Olga Krupko spielt bei der Otterfinger Kulturwoche. Foto: privat
Auch Viktor Tertychnyi beteiligt sich am kulturellen Leben der Gemeinde und stellte seine Bilder bei der Otterfinger Kulturwoche aus. In dem neuen Lebensabschnitt begann er neue Genres und Stilrichtungen in seiner Malerei auszuprobieren. Davon zeugte eine Einzelausstellung im Atrium und seine Teilnahme an „Kunst im Schaufenster“. „Ich male am liebsten Blumen“, sagt er, „Seerosen, Mohnblumen und Sonnenblumen“. Er bevorzuge die feinen Pinselmalerei mit Eichhörnchen Haarpinsel und schätze die Otterfinger Malerin Ingrid Schenzinger sehr, die mit feinem Bleistift zeichnet.
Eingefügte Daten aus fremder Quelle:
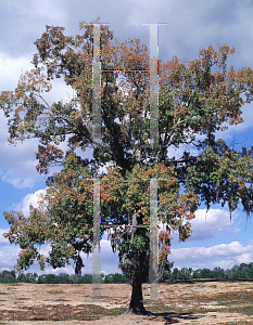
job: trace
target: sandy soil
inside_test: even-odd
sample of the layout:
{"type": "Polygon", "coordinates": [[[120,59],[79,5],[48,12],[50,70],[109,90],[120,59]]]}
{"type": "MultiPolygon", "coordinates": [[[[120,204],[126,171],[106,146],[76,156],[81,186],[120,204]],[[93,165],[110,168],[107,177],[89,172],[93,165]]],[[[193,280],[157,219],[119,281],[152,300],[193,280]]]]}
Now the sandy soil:
{"type": "MultiPolygon", "coordinates": [[[[189,308],[198,306],[201,309],[211,309],[215,307],[217,311],[210,311],[205,314],[162,314],[156,313],[150,316],[139,316],[124,313],[127,310],[131,287],[126,284],[102,284],[101,300],[92,300],[92,285],[88,284],[0,284],[0,324],[27,324],[27,325],[67,325],[67,324],[103,324],[103,325],[127,325],[127,324],[223,324],[249,322],[253,324],[253,316],[246,316],[241,313],[223,312],[224,306],[218,306],[216,301],[200,303],[189,301],[188,295],[195,297],[213,297],[218,292],[236,292],[244,290],[253,294],[252,282],[235,283],[193,283],[193,284],[160,284],[159,299],[166,306],[174,308],[189,308]],[[101,316],[97,321],[59,321],[59,314],[80,314],[81,308],[87,304],[97,304],[106,310],[113,308],[123,308],[123,313],[118,316],[101,316]],[[43,321],[45,315],[50,315],[51,321],[43,321]],[[36,320],[37,318],[37,320],[36,320]],[[53,321],[55,318],[55,321],[53,321]]],[[[149,285],[143,285],[143,298],[149,299],[149,285]]],[[[149,310],[149,304],[146,304],[149,310]]]]}

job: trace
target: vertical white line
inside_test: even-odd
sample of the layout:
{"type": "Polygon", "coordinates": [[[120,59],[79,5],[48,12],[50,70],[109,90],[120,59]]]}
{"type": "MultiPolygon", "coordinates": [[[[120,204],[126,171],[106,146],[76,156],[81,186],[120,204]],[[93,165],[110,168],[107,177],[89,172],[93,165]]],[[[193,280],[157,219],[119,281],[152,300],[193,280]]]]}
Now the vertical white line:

Malerei von Viktor Tertychnyi. Foto: privat
Und wie fühlen sich die beiden zweimal Geflüchteten in dieser dritten Heimat? „Nach über drei Jahren fühlen wir uns zuhause“, sagt Olga Krupko. Am Anfang sei es schwer gewesen, man habe außerhalb der Familie wenig Kontakte gehabt, aber Tag für Tag sei es besser geworden. „Ich habe beim Fasching des Katholischen Frauenbundes Keyboard gespielt, aber alle sprechen bairisch und ich verstand die Texte der Lieder nicht.“ Sie habe sogar bei einem Sketch mitgewirkt, aber nur als Pantomime.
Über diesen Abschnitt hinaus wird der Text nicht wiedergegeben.